1 Make a good, appropriate graph representing the overall experiment. Show your code. Describe any trends in the data that are apparent from the graph, as well as an initial assessment of principle assumptions of 1-way ANOVA based only on your single graph.
2 Test the assumption of Gaussian residuals for 1-way ANOVA using any graphs or NHST approach that you deem appropriate. Show your code and briefly describe your EDA findings and conclusion as to whether these data adhere to the Gaussian assumption.

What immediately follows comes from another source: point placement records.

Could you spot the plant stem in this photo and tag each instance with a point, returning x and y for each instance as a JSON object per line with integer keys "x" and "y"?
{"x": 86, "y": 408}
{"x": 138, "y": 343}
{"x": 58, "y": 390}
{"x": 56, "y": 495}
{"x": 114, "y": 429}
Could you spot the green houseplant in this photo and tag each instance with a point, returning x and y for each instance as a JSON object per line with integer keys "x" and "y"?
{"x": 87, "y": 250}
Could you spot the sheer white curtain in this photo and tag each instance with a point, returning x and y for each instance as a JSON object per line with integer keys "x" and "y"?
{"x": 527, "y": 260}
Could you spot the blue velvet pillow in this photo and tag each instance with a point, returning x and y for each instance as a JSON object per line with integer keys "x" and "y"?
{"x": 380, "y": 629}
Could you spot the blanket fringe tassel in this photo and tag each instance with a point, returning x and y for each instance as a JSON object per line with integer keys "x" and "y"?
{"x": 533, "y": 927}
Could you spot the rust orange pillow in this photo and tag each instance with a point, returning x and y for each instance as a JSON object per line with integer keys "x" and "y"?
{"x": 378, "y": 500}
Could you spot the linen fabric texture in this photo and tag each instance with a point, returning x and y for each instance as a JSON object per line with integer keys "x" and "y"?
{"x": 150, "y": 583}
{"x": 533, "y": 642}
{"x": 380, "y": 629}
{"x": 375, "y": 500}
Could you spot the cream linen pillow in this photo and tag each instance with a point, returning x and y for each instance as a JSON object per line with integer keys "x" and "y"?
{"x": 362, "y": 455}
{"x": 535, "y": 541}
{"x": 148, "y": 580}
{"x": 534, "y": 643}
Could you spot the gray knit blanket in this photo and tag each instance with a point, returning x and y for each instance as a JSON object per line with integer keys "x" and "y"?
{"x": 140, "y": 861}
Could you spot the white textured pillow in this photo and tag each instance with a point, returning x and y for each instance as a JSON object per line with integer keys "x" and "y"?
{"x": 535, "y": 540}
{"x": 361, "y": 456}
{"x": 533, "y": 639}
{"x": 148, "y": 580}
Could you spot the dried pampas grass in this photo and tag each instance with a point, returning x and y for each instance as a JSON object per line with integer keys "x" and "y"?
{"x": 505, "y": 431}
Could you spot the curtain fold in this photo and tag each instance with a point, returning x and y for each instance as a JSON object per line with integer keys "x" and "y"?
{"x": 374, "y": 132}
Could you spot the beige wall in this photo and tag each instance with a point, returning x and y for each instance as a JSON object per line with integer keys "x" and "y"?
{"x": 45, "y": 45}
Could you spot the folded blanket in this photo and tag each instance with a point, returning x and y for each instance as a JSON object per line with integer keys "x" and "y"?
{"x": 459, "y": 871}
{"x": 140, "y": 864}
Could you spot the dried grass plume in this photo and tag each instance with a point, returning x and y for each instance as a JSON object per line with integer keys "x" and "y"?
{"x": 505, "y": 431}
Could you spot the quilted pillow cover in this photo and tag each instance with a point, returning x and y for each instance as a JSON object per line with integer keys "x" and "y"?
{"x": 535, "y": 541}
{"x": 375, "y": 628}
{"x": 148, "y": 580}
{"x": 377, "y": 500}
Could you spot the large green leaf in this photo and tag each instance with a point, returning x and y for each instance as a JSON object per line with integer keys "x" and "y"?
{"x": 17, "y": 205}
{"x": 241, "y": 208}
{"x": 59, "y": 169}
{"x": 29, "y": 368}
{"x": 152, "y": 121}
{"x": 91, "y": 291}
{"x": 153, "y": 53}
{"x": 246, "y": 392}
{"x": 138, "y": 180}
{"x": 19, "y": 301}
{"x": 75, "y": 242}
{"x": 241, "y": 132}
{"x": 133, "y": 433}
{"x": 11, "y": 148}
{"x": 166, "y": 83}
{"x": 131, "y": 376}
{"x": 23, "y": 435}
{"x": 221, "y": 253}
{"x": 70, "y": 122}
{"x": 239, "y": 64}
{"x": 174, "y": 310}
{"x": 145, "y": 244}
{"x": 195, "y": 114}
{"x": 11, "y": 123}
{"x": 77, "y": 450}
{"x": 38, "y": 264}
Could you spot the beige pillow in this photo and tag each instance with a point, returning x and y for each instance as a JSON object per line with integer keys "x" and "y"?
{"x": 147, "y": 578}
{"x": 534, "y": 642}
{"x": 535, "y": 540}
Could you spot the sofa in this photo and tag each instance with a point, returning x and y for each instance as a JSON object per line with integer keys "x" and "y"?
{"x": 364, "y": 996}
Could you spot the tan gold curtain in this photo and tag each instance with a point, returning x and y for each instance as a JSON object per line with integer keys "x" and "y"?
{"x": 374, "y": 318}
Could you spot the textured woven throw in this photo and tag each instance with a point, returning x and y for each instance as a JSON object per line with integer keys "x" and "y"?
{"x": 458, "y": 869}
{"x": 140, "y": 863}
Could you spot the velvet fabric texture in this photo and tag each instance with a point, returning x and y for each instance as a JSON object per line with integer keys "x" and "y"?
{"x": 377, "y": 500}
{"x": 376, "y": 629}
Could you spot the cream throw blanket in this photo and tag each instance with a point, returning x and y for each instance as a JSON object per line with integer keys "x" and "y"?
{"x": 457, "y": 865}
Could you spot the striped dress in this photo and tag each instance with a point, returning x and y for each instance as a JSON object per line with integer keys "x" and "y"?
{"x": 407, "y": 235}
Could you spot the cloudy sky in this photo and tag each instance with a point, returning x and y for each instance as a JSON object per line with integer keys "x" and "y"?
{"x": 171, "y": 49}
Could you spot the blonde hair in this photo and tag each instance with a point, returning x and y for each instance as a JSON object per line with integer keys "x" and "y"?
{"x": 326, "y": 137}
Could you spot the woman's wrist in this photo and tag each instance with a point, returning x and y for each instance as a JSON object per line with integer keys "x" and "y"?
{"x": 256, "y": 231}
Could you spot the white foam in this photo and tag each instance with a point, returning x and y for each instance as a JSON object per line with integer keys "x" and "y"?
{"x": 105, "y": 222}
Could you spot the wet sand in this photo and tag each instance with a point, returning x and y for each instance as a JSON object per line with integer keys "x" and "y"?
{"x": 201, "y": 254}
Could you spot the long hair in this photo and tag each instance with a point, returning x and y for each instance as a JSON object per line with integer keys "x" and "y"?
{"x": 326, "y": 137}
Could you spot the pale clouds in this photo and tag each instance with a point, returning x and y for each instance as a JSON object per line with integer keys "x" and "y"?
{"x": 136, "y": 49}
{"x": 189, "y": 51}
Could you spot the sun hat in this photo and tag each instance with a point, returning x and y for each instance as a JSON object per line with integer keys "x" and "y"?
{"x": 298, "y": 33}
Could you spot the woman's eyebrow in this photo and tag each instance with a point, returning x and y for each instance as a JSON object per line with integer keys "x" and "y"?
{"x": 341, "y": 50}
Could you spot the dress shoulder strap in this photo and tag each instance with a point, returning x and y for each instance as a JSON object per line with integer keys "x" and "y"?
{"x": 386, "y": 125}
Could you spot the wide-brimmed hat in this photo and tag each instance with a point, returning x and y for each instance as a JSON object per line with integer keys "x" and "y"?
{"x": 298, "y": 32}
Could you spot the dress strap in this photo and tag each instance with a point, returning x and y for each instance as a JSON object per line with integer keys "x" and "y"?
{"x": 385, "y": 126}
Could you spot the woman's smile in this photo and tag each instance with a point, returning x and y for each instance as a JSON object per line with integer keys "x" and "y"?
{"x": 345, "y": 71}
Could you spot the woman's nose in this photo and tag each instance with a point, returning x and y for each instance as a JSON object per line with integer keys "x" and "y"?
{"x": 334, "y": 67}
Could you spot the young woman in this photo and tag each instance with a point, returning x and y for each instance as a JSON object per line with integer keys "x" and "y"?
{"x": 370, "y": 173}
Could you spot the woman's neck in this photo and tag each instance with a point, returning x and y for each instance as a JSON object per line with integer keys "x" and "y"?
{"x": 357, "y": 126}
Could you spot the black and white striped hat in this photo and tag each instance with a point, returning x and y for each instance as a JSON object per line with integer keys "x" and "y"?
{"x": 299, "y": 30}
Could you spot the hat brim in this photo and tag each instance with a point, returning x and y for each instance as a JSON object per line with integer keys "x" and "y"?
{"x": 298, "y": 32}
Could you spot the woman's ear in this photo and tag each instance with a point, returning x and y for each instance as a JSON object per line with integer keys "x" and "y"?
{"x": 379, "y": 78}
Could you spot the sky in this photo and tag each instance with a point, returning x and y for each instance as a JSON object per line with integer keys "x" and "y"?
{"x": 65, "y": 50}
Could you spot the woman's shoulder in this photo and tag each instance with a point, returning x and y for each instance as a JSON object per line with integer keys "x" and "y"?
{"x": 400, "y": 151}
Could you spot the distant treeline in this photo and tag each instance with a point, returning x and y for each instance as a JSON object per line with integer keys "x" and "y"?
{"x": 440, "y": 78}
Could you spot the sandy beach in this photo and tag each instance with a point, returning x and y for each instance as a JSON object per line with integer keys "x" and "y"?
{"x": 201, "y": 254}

3 Test the assumption of homoscedasticity of residuals for 1-way ANOVA using any graphs or NHST approach that you deem appropriate. Show your code and briefly describe your EDA findings and conclusion as to whether these data adhere to the homoscedasticity assumption.
4 Perform either a 1-way ANOVA or an appropriate alternative based on your findings in the previous answers. Show your code, state your results in the technical style and briefly interpret your findings.
5 Perform an appropriate set of post hoc tests to compare pairwise mean differences in these data. Focus on the post hoc questions of interest: Is the organic pesticide effective? Does dose matter in the non-organic treatments?
6 Write a plausible practice question involving any aspect of data handling, graphing or analysis for the 1-way ANOVA framework for the iris data (data(iris); help(iris)).